The move by China follows targeted measures by Malaysia, Indonesia, Thailand and most recently India to use “compulsory licenses” to make their own generic versions of patented drugs. From Reuters (hat tip reader Joel B):
The amended Chinese patent law allows Beijing to issue compulsory licenses to eligible companies to produce generic versions of patented drugs during state emergencies, or unusual circumstances, or in the interests of the public.
For “reasons of public health”, eligible drug makers can also ask to export these medicines to other countries, including members of the World Trade Organisation.
The intriguing part of this is that this Chinese initiative is completely kosher under WTO rules when life-saving medicines are too costly. Given the high prices put on certain AIDS and cancer drugs in dollar terms, they’re the perfect targets for an action like this. India gave a compulsory license for the manufacture of Nexavar which is used to treat kidney and liver cancers. China appears to be using the compulsory license threat to improve its bargaining leverage for some of the newer HIV drugs, such at Gilead’s tenofovir. China was excluded from a deal with a group of nations to buy tenofovir by paying cost plus a small royalty. Gilead has offered more concessions after the media leaked that China was considering implementing compulsory licensing.

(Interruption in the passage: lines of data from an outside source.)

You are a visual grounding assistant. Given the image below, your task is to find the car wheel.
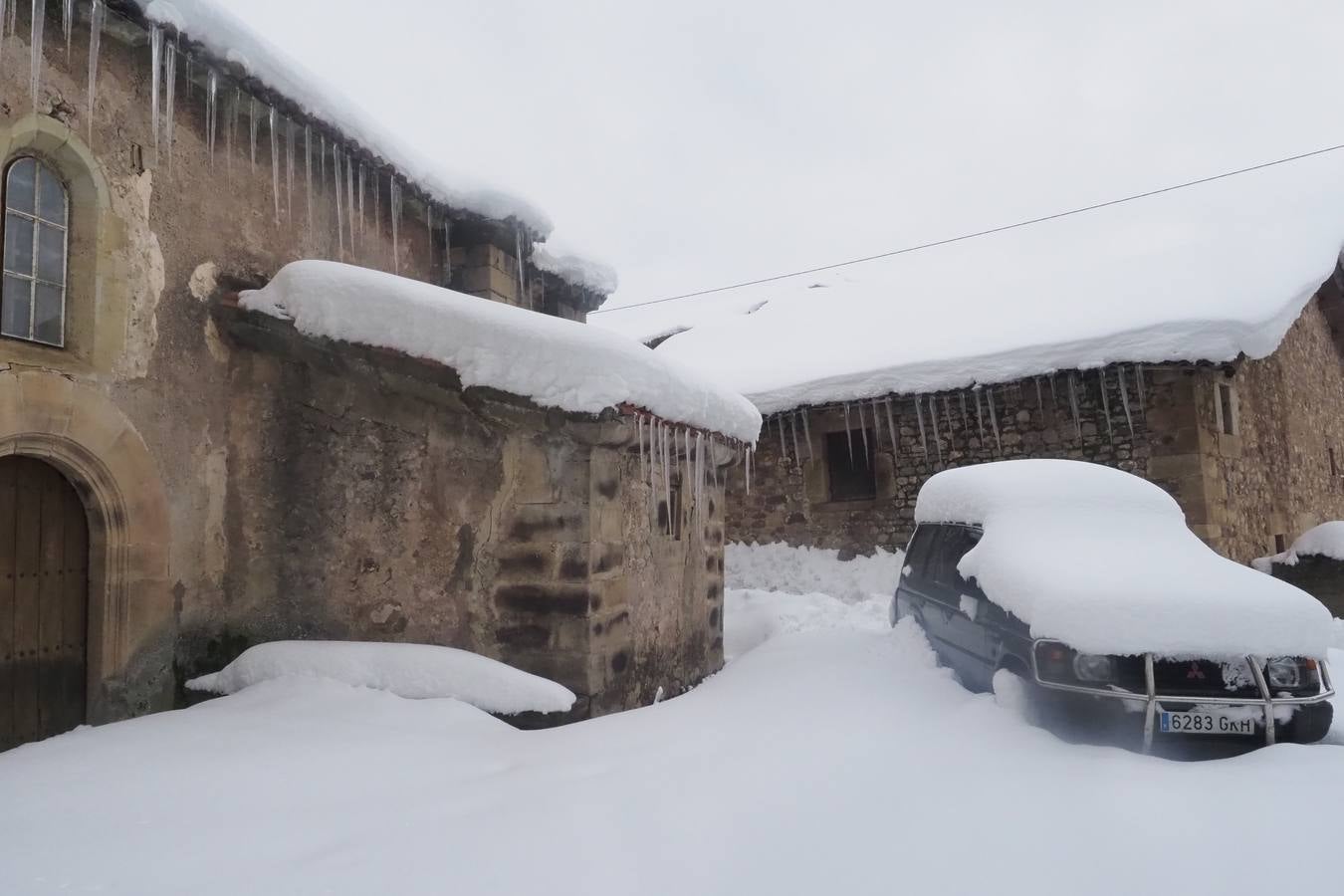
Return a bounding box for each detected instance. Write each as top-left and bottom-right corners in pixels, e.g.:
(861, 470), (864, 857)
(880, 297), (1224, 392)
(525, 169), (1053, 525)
(1282, 703), (1335, 745)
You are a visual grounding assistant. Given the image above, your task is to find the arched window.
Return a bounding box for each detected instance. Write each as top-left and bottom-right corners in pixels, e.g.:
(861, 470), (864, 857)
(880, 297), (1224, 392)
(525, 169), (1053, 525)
(0, 156), (70, 346)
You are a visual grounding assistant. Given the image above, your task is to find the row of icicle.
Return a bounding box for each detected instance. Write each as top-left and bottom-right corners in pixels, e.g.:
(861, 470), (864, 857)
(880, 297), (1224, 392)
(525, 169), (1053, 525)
(769, 364), (1147, 470)
(0, 0), (529, 283)
(634, 414), (754, 535)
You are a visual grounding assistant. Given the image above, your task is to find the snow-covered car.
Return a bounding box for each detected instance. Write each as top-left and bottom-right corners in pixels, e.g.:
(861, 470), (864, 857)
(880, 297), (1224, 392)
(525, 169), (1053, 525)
(891, 459), (1333, 751)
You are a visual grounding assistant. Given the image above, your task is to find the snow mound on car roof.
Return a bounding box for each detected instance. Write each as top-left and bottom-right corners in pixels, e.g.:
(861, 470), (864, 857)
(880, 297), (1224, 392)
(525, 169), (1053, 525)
(915, 459), (1331, 657)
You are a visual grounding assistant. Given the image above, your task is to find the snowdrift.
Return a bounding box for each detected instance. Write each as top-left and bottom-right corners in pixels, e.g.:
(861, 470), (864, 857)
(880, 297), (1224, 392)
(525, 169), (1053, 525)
(187, 641), (575, 715)
(915, 459), (1332, 658)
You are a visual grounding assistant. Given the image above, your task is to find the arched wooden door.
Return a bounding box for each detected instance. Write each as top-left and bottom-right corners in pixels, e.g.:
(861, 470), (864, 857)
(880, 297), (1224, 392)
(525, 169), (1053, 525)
(0, 457), (89, 750)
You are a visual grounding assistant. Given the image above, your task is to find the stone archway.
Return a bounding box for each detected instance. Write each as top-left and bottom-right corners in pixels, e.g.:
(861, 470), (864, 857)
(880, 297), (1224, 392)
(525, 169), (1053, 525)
(0, 370), (176, 723)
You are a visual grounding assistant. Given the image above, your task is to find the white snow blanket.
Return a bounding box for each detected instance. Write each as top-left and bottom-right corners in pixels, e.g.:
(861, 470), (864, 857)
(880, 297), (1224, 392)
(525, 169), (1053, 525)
(0, 622), (1344, 896)
(653, 153), (1344, 414)
(239, 261), (761, 442)
(1251, 520), (1344, 572)
(915, 459), (1333, 658)
(187, 641), (575, 715)
(723, 542), (906, 601)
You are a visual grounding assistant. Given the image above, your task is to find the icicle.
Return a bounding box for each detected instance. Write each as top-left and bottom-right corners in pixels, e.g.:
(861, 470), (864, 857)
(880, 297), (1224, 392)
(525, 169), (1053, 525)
(1068, 370), (1083, 439)
(514, 226), (531, 305)
(164, 45), (177, 177)
(247, 97), (261, 173)
(915, 395), (942, 464)
(206, 69), (219, 168)
(85, 0), (107, 142)
(1116, 364), (1134, 439)
(859, 401), (872, 469)
(882, 397), (901, 454)
(30, 0), (47, 111)
(1097, 366), (1116, 442)
(844, 404), (853, 469)
(61, 0), (76, 58)
(332, 143), (345, 258)
(148, 25), (164, 158)
(387, 174), (402, 274)
(345, 156), (354, 251)
(304, 124), (314, 235)
(915, 395), (929, 457)
(285, 118), (299, 223)
(986, 385), (1004, 454)
(266, 107), (280, 224)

Given that China has repeatedly shown it does not have a lot of respect for intellectual property, and it already makes many active pharmaceutical ingredients, one also has to wonder whether this program will serve, intentionally or by accident, to embolden companies that already make the ingredients to start selling bootleg drugs on the side. The US and most other advanced economies have strict manufacturing restrictions on “pharmaceutical grade” products. The fear mongering around generics is that they aren’t as good as the version made by the patent-holder; that’s bunk if you have sufficiently tough production oversight. But this may not wind up being the case in China (note that we do have drug quality problems in the US, but that’s due to problems with distribution, namely, that certain crooked distributors will repackage drugs, remarking expired ones to look current, or low dose as higher dose). And it is not hard to imagine that you’d see these drugs marketed broadly, not just in China. The flip side is China has a tendency to deal harshly with people who produce PR disasters for the government, and ineffective or dangerous drugs would fall into that category. So I’d expect Big Pharma to be more at risk than Chinese consumers.

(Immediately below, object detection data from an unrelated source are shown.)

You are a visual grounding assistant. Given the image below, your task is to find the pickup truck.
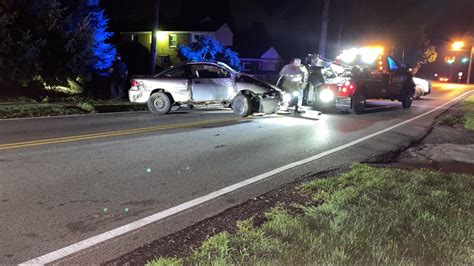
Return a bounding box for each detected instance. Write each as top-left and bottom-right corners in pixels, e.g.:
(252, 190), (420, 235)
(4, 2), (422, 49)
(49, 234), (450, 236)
(335, 56), (416, 114)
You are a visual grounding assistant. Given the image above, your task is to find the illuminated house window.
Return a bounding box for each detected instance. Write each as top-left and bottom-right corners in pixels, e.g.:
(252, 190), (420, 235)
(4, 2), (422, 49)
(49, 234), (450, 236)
(169, 34), (178, 47)
(242, 62), (252, 71)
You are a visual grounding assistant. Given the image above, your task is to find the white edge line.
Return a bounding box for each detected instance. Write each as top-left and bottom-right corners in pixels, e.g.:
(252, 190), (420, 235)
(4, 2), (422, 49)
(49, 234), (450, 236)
(0, 111), (149, 122)
(20, 90), (474, 265)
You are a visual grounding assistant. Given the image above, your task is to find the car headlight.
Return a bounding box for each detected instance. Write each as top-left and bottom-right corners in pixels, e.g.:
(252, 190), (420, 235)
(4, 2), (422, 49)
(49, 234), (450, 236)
(319, 89), (334, 103)
(283, 93), (292, 102)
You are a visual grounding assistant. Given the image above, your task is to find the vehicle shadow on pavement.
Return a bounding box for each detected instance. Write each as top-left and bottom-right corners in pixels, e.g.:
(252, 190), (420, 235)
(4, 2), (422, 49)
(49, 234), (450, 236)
(278, 113), (320, 121)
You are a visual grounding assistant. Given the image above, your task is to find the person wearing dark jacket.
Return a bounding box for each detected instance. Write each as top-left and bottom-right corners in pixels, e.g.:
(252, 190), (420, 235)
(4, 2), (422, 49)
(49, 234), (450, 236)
(109, 55), (128, 100)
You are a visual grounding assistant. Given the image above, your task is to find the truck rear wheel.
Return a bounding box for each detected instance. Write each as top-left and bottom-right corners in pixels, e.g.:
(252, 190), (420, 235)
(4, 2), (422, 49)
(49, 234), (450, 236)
(350, 91), (366, 114)
(413, 87), (423, 100)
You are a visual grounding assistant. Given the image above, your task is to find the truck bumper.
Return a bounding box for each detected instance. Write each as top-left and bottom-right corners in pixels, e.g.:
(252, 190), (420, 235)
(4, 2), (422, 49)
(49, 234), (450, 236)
(258, 98), (280, 114)
(335, 97), (351, 111)
(128, 87), (149, 103)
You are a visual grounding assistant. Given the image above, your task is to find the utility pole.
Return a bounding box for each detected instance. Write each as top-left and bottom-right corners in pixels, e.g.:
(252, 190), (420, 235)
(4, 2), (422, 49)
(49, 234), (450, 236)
(150, 0), (160, 75)
(336, 23), (344, 53)
(319, 0), (331, 57)
(466, 42), (474, 84)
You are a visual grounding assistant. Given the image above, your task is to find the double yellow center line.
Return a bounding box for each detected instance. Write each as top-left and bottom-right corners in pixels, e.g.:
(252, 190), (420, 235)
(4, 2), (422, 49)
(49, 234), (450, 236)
(0, 118), (239, 150)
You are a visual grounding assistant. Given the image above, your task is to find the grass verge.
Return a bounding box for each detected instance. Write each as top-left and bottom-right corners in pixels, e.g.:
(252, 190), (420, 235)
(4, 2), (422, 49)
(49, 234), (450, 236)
(435, 95), (474, 130)
(149, 164), (474, 265)
(0, 101), (147, 119)
(461, 95), (474, 130)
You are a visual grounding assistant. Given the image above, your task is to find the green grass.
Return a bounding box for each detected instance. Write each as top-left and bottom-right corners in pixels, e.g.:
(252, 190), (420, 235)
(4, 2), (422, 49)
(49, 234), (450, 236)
(149, 164), (474, 265)
(0, 104), (90, 119)
(0, 98), (148, 119)
(461, 95), (474, 130)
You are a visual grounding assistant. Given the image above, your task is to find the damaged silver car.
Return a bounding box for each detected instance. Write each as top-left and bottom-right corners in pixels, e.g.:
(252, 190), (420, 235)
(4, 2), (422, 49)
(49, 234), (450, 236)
(128, 62), (283, 117)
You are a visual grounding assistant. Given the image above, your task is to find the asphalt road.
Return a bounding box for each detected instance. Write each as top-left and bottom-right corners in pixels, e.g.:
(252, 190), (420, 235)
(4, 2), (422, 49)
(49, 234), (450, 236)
(0, 85), (472, 264)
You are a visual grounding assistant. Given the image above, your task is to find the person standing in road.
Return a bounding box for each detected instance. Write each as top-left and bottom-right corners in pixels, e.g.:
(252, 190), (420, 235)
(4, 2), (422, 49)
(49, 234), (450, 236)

It isn’t clear whether this move could help US consumers. Obamacare prohibits drug reimportation, and that provision was targeted at reimportation from Canada. In any event, Chinese generics would not be reimports (expect Big Pharma to try to get this redefined pronto). While it would seem awfully brave to buy drugs from unknown and potentially fly-by-night foreign manufactures, anyone who is sick and is having trouble paying for the US version would be almost certain to give a foreign version a try if they thought they had a reliable source. Even so, the loss of foreign buyers (more likely, fantasy foreign buyers, since people who can’t afford the medicines were not potential customers) is likely to make the drugmakers hold even more firmly to their extortionate pricing for the customers (or their insurers) who can afford it.
Nevertheless, this move is a shot across the bow of pharmaceutical companies. The odds favor them reacting the way Detroit did to the threat of Japanese selling small, fuel-efficient cars: to deny the severity of the challenge and over-rely on lobbying as the solution.